Neera Tanden drops out of nomination for the office of management and budget
US President Joe Biden made a controversial choice of choosing Neera Tanden to preside over the Office of Management and Budget. On Tuesday she withdrew her name from the consideration after her confirmation collapsed last week, making Biden deal with his first major blow in his nominations to the Cabinet.
Biden in a statement said Tanden had dropped her nomination and he still would “look forward to having her serve in a role in my Administration,” indicating that he could still opt her to a position that does not require Senate confirmation.
Tanden led the left-leaning think tank Center for American Progress for a decade, in the course of which she gained herself a stature as a partisan warrior who generally targeted Republican lawmakers on Twitter and clashed with progressives including Sen. Bernie Sanders, I-Vt. The seasoned Democratic operative gained an outpouring of support for her nomination from outside groups, including the conservative U.S. Chamber of Commerce and labor groups, but her trail of brusque tweets targeted at members of both parties may have ruined her confirmation.

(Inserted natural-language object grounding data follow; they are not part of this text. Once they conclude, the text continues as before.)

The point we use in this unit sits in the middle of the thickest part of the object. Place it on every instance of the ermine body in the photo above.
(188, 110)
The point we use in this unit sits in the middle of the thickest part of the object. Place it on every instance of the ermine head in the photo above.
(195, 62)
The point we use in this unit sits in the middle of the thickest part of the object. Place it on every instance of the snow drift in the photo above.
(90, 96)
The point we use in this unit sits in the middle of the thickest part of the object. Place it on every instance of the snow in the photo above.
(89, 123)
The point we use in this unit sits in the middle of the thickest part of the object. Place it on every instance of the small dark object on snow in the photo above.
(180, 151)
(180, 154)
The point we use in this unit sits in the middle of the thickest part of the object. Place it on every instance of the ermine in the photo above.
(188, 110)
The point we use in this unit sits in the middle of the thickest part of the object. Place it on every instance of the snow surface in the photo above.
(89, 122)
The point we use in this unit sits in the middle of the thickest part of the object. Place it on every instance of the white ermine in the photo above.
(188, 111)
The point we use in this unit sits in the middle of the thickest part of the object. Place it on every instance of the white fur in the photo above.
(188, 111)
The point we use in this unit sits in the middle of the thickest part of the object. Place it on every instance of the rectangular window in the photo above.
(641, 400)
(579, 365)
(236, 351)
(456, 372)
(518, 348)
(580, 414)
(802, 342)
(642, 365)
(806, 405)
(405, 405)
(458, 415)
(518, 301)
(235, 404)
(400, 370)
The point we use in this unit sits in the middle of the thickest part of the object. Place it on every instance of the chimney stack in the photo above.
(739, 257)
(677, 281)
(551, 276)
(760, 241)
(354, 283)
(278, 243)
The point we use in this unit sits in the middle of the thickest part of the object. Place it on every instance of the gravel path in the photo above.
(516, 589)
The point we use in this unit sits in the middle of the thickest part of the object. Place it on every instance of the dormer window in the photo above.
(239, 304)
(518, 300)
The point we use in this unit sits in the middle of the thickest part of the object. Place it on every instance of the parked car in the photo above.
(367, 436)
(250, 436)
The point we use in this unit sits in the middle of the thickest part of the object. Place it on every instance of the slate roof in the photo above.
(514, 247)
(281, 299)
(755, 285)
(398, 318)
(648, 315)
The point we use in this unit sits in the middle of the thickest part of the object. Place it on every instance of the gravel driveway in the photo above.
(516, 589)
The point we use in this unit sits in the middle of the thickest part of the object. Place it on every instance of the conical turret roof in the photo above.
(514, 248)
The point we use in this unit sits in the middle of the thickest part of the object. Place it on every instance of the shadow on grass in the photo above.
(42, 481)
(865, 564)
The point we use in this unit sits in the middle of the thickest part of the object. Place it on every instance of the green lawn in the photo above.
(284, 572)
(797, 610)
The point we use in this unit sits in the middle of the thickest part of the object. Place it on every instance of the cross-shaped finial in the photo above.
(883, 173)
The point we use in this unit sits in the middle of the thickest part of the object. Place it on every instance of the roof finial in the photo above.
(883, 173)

In a letter from Tanden withdrawing her nomination sent out by the White House, she said, “it now seems clear that there is no path forward to gain confirmation, and I do not want continued consideration of my nomination to be a distraction from your other priorities,” said Tanden in a letter while withdrawing her confirmation sent out by the White House.
Being an OMB director, Tanden would have become the first woman of color and the first South Asian person to lead the powerful executive office and had an outsized role in shaping the Biden’s administration domestic policy.